Shut up and Hack: crowdsourcing a blogpost

In the spirit of community involvement, this report on activities at Melbourne’ Shut up and Hack on April 22 has been contributed by attendees Sarah Godwin and Ros Lau.

Relative newcomer Sarah worked on Temporal Earth, mapping ANZAC troop movements So this was my 2nd OK Melbourne Meetup. First there was a short talk about Melbourne’s open hacking spaces. This was a really interesting insight into making things at the hacker spaces in particular the Connected Community Hackerspace. I was certainly intrigued and am beginning to think of some weird and wonderful gadgets to think about making!

We then parted into separate groups to help on people’s open knowledge projects. I joined in with Matt’s Temporal Earth group. This task was appealing as it was based on the topic of Anzac Day. Matt has spent some time compiling data from war diaries to represent where, when and with which battalion Australia and New Zealand troops participated in the 1st world war. He is making an animation to show where the troops were located on a given date. The data has taken him quite some work to gather together in a data file as it involves manually scanning through the mostly hand written diaries for dates, times and location names.

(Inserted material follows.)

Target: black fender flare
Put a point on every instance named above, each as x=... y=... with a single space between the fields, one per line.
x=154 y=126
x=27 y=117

To coincide with Anzac day and commemorate the 100th anniversary we worked together to help complete his dataset up to the 25/04/1915.

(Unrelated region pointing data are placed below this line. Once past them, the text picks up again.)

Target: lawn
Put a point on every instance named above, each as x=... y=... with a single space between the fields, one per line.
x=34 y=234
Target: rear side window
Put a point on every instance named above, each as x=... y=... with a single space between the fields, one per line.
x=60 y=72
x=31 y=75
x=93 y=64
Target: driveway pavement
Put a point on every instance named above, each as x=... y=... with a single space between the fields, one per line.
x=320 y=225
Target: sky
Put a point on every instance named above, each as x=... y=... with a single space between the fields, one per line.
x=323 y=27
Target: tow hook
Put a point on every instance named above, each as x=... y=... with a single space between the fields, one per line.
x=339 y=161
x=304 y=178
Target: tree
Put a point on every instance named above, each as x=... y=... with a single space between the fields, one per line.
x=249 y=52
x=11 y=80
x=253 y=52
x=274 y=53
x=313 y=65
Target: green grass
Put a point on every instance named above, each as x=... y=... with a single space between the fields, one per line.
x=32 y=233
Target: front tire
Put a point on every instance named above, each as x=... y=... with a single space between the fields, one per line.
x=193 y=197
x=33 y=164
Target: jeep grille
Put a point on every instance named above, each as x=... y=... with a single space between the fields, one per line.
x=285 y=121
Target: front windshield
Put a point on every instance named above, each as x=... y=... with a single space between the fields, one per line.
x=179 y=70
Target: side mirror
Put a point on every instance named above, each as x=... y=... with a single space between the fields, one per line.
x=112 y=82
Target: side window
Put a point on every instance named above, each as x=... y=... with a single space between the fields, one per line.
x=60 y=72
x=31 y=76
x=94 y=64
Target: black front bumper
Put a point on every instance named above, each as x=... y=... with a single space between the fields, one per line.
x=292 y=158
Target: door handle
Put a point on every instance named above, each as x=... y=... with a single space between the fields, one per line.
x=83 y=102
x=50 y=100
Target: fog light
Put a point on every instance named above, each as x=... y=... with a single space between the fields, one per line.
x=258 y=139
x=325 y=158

We worked in pairs to decipher the text and enter the data. During the session we managed to get quite a few troops to Gallipoli. Some diaries had been typed but most were handwritten. Some were combined, others had pages missing and those that were available were not always in perfect condition with paper ripped over data entries. Reading these diaries is not easy to do quickly. You instantly get involved in the narrative and start to picture the movements of the troops. Some accounts are very funny, some really detailed and of course many are quite shocking and sad. There is so much information in the texts and mapping the tracks of each battalion is just a start of what is possible. I think this is a very valuable resource and an excellent example of opening up information which is already available to provide future possibilities and gain knowledge.

Oh, and we heard about Hackerspaces

Regular Open Knowledge attendee Ros spent some time chatting with the Code for Australia fellows and had the following to report: Tonight, Open Knowledge played host to 3 incoming Fellows for Code for Australia. Charged with working with data owners to identify and define problems in preparation for Govhack 2015, @AlishaRyansT, @CosmoRuth and @RosettaMills will be working with City of Melbourne , Geelong City Council and Ballarat City Council respectively. Fresh from hobnobbing with industry and digital denizens at the Connect Expo earlier in the day, the fellows (I mean, lovely ladies) chatted with @hiya_roz about how they would collaborate to bring a unified approach to uncovering the problems that their clients faced. The excellent selection of crudites and dips lovingly prepared by @MattCen (subbing for the regular guy behind the kitchen bench…hi Lachlan!) spurred further speculation by the Fellows about possible outcomes from GovHack as a result of their efforts. Meanwhile, @FCTweedie crowdsourced this blog entry so future generations shall bear witness to the exploits of a small group of thoughtful, committed citizens and their regular endeavours in open data, hommus scoffing and tea chugging.

Thanks to Ros and Sarah for sharing their experiences at a highly productive evening of open knowledge hacking!